そこから愚痴、愚痴、愚痴。誰のかというと、先生の…だ。で思いっきり先生を敬称略で呼び捨てにする。舌を巻く。こんな子じゃなかったのに…大分お怒りの様子だ。
 内容は大して怒るようなことでもなかった。彼女自身、己の非も認めていた。しかし素直に謝るのも納得いかないらしい。先生の態度、物言いに、怒り狂っていた。
 あまりにも呼び捨てと巻き舌が怖いので、直接そう言った。
「謝った方が勝ちやで」
 軽くいなすが、「絶対謝らん!」と断固拒否。
 隣で話を聞いていた、普段は大人しく、真面目な女子が、思いがけず便乗して来る。既に転勤して、今はいない去年の担任のことを、静かに愚痴り出したのだ。
「あれは最早、先生じゃない」
 冷静且つ、大分きっつい一言。
 話によれば、自分の感情で児童に八つ当たりしたらしい。そんな風に見えたことはなかったので、意外だった。

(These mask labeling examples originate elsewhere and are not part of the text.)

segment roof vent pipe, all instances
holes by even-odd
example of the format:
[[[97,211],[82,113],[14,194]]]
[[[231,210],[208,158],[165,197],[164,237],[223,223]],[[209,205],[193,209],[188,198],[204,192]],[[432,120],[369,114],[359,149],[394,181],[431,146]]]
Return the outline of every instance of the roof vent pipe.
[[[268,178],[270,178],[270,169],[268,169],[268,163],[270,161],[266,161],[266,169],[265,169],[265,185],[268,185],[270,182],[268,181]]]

小学生も高学年になると、シビアに目を光らせている。今回口に上ったのはいずれも若い女の先生だった。彼女たちにとったら、既に同等の感覚なのだろう。
 自らの小学生時代を思い返す。私は6年間で一人も、尊敬できる先生に出会えなかった。しかし、陰口であれ、先生を呼び捨てにする力はなかったな…。嫌い過ぎて、その背中を思いっきり睨みつけるようなことはあったかも知れないが、力のある大人に対する、貧弱な抵抗でしかなかった。
 彼女は一頻り捲し立てた後、それでも物足りなかったように、ぶつぶつ言い続けながら去って行った。すっきりしたのか否か…。多分していないだろう。
 取り敢えず、愚痴れる大人に選ばれたことにだけは、有り難いと受け止めておこう。そもそも〝大人〟だと認識してくれているかも怪しいが…。